Nicaraguan President Enrique Bolanos Thursday appealed for Congressional support for the U.S.-Central America Free Trade agreement, CAFTA. The trade accord faces an uncertain fate in the U.S. House of representatives.
Mr. Bolanos used a signing ceremony for a new U.S. aid package to Nicaragua to make an emotional appeal for CAFTA, a trade accord years in preparation that is in danger of being voted down in the House of Representatives.
A major priority of the Bush administration,CAFTA would eliminate trade barriers between the United States, Dominican Republic and five Central American states, including Nicaragua.(EDS: Four others: Costa Rica, El Salvador, Guatemala, Honduras)
The Senate approved CAFTA by a nine-vote margin late last month. But its prospects are unclear in the House, where many members - mainly Democrats - oppose it on grounds that labor and environmental protections are inadequate.
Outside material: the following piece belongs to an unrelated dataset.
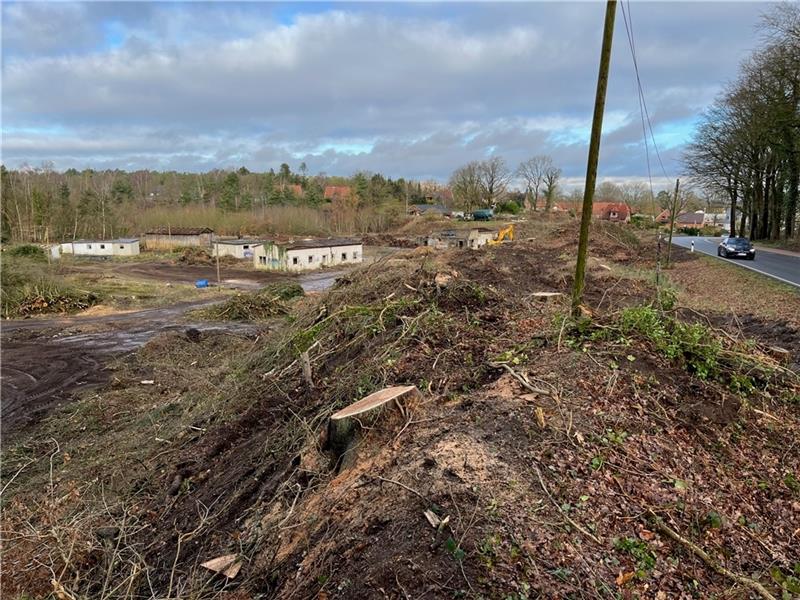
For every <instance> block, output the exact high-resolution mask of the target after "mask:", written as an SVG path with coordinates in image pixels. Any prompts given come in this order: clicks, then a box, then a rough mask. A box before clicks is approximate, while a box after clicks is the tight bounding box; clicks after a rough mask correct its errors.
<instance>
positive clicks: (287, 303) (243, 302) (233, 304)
mask: <svg viewBox="0 0 800 600" xmlns="http://www.w3.org/2000/svg"><path fill="white" fill-rule="evenodd" d="M303 294H304V292H303V288H302V287H301V286H300V285H298V284H296V283H275V284H272V285H269V286H267V287H265V288H263V289H261V290H259V291H257V292H243V293H239V294H236V296H233V297H232V298H229V299H227V300H226V301H225V302H223V303H221V304H215V305H213V306H210V307H209V308H206V309H203V310H202V311H199V315H200V316H201V317H202V318H204V319H208V320H210V321H263V320H265V319H269V318H271V317H276V316H279V315H285V314H287V313H288V312H289V308H290V307H289V304H288V302H289V301H290V300H292V299H293V298H298V297H300V296H303Z"/></svg>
Presiding with Secretary of State Condoleezza Rice at the signing of a $175 million U.S. Millennium Challenge aid package for Nicaragua, President Bolanos said CAFTA is of paramount importance to the region.
He said Nicaragua's leftwing former Sandinista President Daniel Ortega, still influential in Nicaraguan politics, opposes CAFTA precisely because of its promise as an instrument of prosperity, security and the rule of law.
Mr. Bolanos said CAFTA is more than an economic issue but also one of security, and said its defeat could roll back progress made in Nicaragua and neighboring states since the political turbulence of the 1980's:
"CAFTA will consolidate the gains made by our region during the past 15 years in stabilizing democracy, the market economy, and a safe neighborhood for the U.S," he said. "If Congress were to send a message that the U.S. is now turning its back on the Central American region by rejecting CAFTA, the negative economic, political, and security implications of such a message will be difficult to assess."
House Republican leaders Thursday predicted CAFTA would be approved before Congress begins an August break. Democrats, though, said the measure was in trouble, largely because it cannot deliver the benefits to the U.S. economy claimed by its sponsors.
Nicaragua became the fourth country, behind Madagascar, Honduras and Cape Verde to conclude a Millennium Challenge compact with the United States.
The cornerstone of the Bush administration's foreign aid strategy, the Millennium Challenge grants are made to low-income nations that commit to good governance, market reforms and action against corruption.
The five-year $175 million grant to Nicaragua aims to increase the income of farm families in poor areas by reducing transportation costs and improving access to markets.
Secretary Rice said the aid package will allow Nicaragua to build on market reforms that have already given it the highest annual economic growth rate in Central America, in excess of five per cent:
"Development aid works best when it goes to countries that govern justly, open up their economies and invest in their people," she said. "The awarding of Millennium Challenge development funds to Nicaragua testifies to Nicaragua's strong commitment to advance in all of these key areas."
The Millennium Challenge program, begun in 2002, has been criticized in Congress for being slow to take shape, and it has received considerably less funding than the five billion dollars a year the Bush administration had envisaged by this time.
The Nicaraguan grant raised to $600 million the amount of funds committed under the program thus far. More than 30 countries, mainly in Africa, Asia and Latin America have been declared eligible for the program.